Reflectindo seriamente considero que se Deus é amor e se o homem se consciencializa do seu pecado, querendo efectuar uma mudança interior numa aproximação de Deus, então certamente o pecado fica sempre eliminado. Penso que a questão não está em Deus que pode ou não perdoar, mas sim vejo a questão no homem como aquele que apesar de todo o perdão de Deus pode cair novamente no pecado. E, deste modo, o homem precisa de se esforçar numa conversão interior aceitando o do dom da graça, para se relacionar verdadeiramente com Deus.
d) Verdade e fé
A verdade para Kierkegaard é sempre um risco, uma vez que não se pode aderir a ela por motivos perfeitamente convincentes. É algo que tem que ser intimamente vivido; considerando, deste modo, que a verdade é “subjectiva” e “apaixonada”. É importante salientar que “quanto mais se evidencia a «incerteza objectiva», maior o risco de adesão à verdade; mas também mais profunda e rica é a verdade”[12]. Deste modo, a verdade apresenta-se como a verdade suprema; pois, aderir a ela é uma exigência e risco supremo, é onde se manifesta a confiança em Deus por parte do crente. Do mesmo modo, é relevante o facto de Kierkegaard, contrariando a doutrina luterana, elogia a carta de São Tiago na qual se defende que a fé sem obras é morta[13].
e) Paradoxo
Vemos “paradoxo” sempre que se manifeste uma oposição de termos à primeira vista irreconciliáveis.
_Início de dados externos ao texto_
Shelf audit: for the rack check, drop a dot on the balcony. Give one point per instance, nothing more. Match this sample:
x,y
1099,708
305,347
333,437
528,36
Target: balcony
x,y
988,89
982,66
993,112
Normalmente a filosofia tentou resolver o problema do “paradoxo” (por exemplo, a filosofia escolástica usa o conceito de “analogia”).
Kierkegaard vê no “paradoxo” sobretudo o contraste entre o divino e o humano. Os paradoxos são entre: Deus e o Mundo, Deus e homem, cristão e homem; onde o paradoxo supremo é Cristo (o Homem-Deus). No “paradoxo” não são eliminados nem Deus nem o homem; no entanto, Kierkegaard considera que o homem tem que se tornar apto pela fé a aderir a Deus. A fé apresenta-se com um carácter paradoxal, pois, é adesão sem compreensão[14].
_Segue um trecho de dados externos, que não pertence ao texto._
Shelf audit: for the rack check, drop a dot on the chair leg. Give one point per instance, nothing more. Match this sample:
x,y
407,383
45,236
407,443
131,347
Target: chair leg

Será que poderemos relacionar o paradoxo de Kierkegaard com a coincidência dos opostos de Nicolau de Cusa? Parece-nos que é possível fazer uma tal relação.
f) Importância do filósofo Kierkegaard
Kierkegaard influenciou grandemente a filosofia do século XX, nomeadamente a filosofia da existência, a corrente do existencialismo, Heidegger, Ricoeur, entre outros… É de salientar a sua originalidade.
Os seus interesses principais foram: “o empenho de valorização humana, o realce dado ao homem no seu existir concreto, a ânsia de transcendência, o interesse pelo exercício da liberdade e por certas experiências que lhe estão anexas, como a angústia e desespero, que se apresentam como características especificamente do homem ou como meios de desenvolvimento das suas possibilidades”[15].
É interessante ver a sua teologia e filosofia, constatando para o facto de Kierkegaard introduzir o homem no Cristianismo como ambiente necessário para o apaziguamento das suas ânsias; focando a importância da religião para a vida humana.

[1] Cf. FRAGATA, J. – “Kierkegaard”. In: Enc. Logos. Col. 161-162.
[2] FRAGATA, J. – Op. Cit., col. 162.
[3] Idem.
[4] Idem.
[5] Idem.
[6] FRAGATA, J. – Op. Cit., col. 163.
[7] Cf. REALE, Giovanni – “Sören Kierkegaard: o Indivíduo e a causa do cristianismo”. In: História da filosofia. São Paulo: Paulinas, 1990-1991, vol. 3, pp. 234-250.
[8] Idem.
[9] Idem.
[10] Idem.
[11] FRAGATA, J. – Op. Cit., col. 164-165.
[12] FRAGATA, J. – Op. Cit., col. 165.
[13] Cf. FRAGATA, J. – Op. Cit., col. 165.
[14] Cf. FRAGATA, J. – Op. Cit., col. 165-166.
[15] FRAGATA, J. – Op. Cit., col. 166.